Sulpiride (Tocris) was dissolved in water at 10 mM, aliquoted and stored at -20 C. Aliquots were diluted in ACSF for a final concentration of 1-10 μM for ex vivo (slice) electrophysiology experiments.
SCH23390 (Tocris) was dissolved in water at 10 mM, aliquoted and stored at -20C. Aliquots were diluted in ACSF for a final concentration of 10 μM for ex vivo electrophysiology experiments.
CNQX (Tocris) was dissolved in water at 10 mM, aliquoted and stored at -20C. Aliquots were diluted in ACSF for a final concentration of 1-10 μM for ex vivo (slice) electrophysiology experiments.
APV (Tocris) was dissolved in water at 50 mM, aliquoted and stored at -20C. Aliquots were diluted in ACSF for a final concentration of 50 μM for ex vivo electrophysiology experiments.
Scopolamine (Sigma) was dissolved in water at 200 mM, aliquoted and stored at -20C. Aliquots were diluted in ACSF for a final concentration of 200 μM for ex vivo electrophysiology experiments.

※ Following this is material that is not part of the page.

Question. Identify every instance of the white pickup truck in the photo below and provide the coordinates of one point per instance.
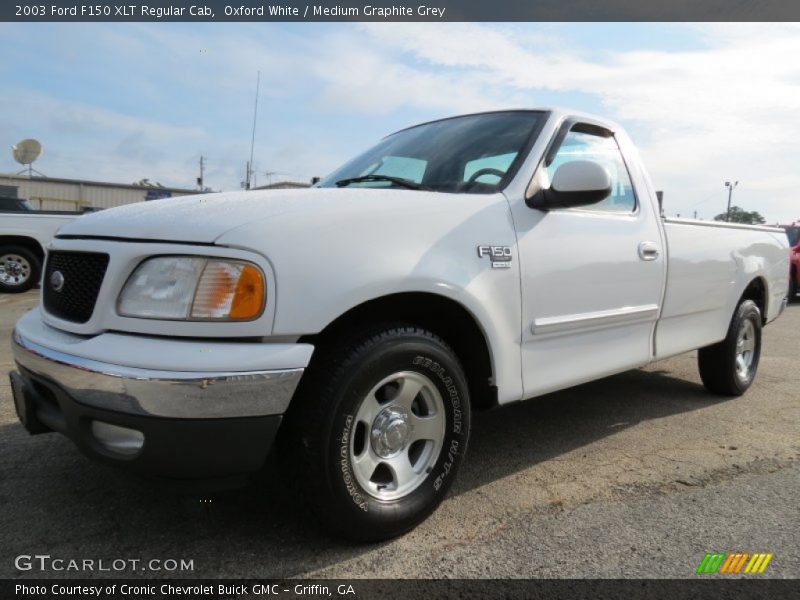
(24, 233)
(460, 264)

CGP55845 (Tocris) was dissolved in water at 300 mM, , aliquoted and stored at -20C. Aliquots were diluted in ACSF for a final concentration of 300 uM for ex vivo electrophysiology experiments.
Dopamine (Sigma) was dissolved in water with 0.1% ascorbic acid at 1-100 mM and added to ACSF for a final concentration of 1-100 uM for ex vivo electrophysiology experiments.